Neo-Nazi cell in Germany known since early 2000s
BERLIN
Defendant Zschaepe (3R), accused of being at the heart of the neo-Nazi NSU cell, stands with her lawyers before the fourth session of her trial in Munich. AFP photo
The German neo-Nazi cell, the National Socialist Underground (NSU), was considered a “terrorist” cell by intelligence officials before beginning its murder spree in 2000, a new report has said.German public broadcaster SWR aired May 21 an investigative journalism feature called “Report Mainz,” which said it had obtained investigators’ correspondence suggesting that Saxony’s domestic intelligence service had already considered the NSU to “resemble” a terrorist cell before its first murder.
Investigators in the eastern state of Saxony in a letter dated April 2000, before the far-right cell had committed its first of 10 murders in Germany, wrote that the trio could be considered similar to a terror cell, according to Deutsche Welle.
“The group’s methods resemble the strategy of terrorist groups, which pursue a collective goal through the division of tasks,” the letter said, adding that in the trio’s particular case, “a considerable increase in intensity up to and including the most serious crimes is identifiable.”
Such escape is possible only with ‘confidants’
The NSU cell is suspected of involvement in the killings of 10 people, eight of them Turks, between 2000 and 2007.
A trial against the cell’s sole surviving member, Beate Zschaepe, continues in a Munich court.
Authorities were particularly concerned by their ability to go to ground so professionally, leaving barely a trace, once they became aware of police attention.
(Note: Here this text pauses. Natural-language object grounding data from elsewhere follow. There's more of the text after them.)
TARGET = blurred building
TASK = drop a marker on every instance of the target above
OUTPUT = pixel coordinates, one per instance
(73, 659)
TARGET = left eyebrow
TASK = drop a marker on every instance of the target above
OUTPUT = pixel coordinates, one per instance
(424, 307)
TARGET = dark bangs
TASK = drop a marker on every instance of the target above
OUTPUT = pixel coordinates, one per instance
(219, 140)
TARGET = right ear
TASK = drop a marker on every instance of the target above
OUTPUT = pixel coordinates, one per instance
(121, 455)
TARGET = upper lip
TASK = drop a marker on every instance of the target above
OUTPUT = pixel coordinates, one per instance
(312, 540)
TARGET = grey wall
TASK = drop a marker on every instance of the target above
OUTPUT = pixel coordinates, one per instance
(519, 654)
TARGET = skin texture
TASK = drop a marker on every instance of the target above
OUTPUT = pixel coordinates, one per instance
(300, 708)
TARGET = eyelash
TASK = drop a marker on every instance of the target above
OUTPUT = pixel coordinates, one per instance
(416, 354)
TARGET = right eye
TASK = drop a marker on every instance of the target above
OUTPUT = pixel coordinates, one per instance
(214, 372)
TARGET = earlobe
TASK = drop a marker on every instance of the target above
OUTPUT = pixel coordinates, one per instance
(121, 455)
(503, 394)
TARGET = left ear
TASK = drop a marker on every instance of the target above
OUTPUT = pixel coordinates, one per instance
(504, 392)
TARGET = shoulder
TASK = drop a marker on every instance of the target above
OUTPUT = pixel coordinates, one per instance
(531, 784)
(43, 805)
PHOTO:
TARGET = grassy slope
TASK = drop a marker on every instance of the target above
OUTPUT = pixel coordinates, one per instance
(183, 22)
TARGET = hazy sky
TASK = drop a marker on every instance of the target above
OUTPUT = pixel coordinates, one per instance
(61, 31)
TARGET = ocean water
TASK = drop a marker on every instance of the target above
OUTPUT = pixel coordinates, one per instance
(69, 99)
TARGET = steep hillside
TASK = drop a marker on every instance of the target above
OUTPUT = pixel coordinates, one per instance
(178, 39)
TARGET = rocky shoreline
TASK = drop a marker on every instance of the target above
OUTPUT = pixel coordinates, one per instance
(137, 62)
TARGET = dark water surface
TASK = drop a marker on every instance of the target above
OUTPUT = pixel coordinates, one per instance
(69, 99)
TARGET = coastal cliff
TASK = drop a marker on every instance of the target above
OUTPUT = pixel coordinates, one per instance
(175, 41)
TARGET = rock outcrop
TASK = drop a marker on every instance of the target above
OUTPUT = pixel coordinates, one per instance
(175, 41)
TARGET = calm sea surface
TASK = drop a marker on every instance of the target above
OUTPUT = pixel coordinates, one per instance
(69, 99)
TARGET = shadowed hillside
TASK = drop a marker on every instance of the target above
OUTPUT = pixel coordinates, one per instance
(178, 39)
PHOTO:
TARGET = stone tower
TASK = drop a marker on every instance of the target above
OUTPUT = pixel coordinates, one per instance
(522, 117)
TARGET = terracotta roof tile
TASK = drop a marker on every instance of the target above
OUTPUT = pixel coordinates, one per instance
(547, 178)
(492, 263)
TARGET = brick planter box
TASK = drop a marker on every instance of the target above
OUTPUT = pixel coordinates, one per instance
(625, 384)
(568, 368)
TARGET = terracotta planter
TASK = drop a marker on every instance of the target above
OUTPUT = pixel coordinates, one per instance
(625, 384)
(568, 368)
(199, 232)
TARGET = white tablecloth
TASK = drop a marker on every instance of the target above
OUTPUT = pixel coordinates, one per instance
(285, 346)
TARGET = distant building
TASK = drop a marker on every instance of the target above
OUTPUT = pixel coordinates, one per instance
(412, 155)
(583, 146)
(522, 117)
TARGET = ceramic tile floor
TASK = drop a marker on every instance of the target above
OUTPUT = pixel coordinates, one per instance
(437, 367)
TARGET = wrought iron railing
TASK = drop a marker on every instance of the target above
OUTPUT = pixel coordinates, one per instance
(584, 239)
Such an effective disappearance “would not have been achievable” without help, the letter said. “Such an escape is possible only with the closest of connections within a closed loop of a few, discrete confidants.” A former government spokesman, Uwe-Karsten Heye, told Report Mainz that the letter ultimately showed that if the German authorities “had stayed on the case, this series of murders might never have happened.”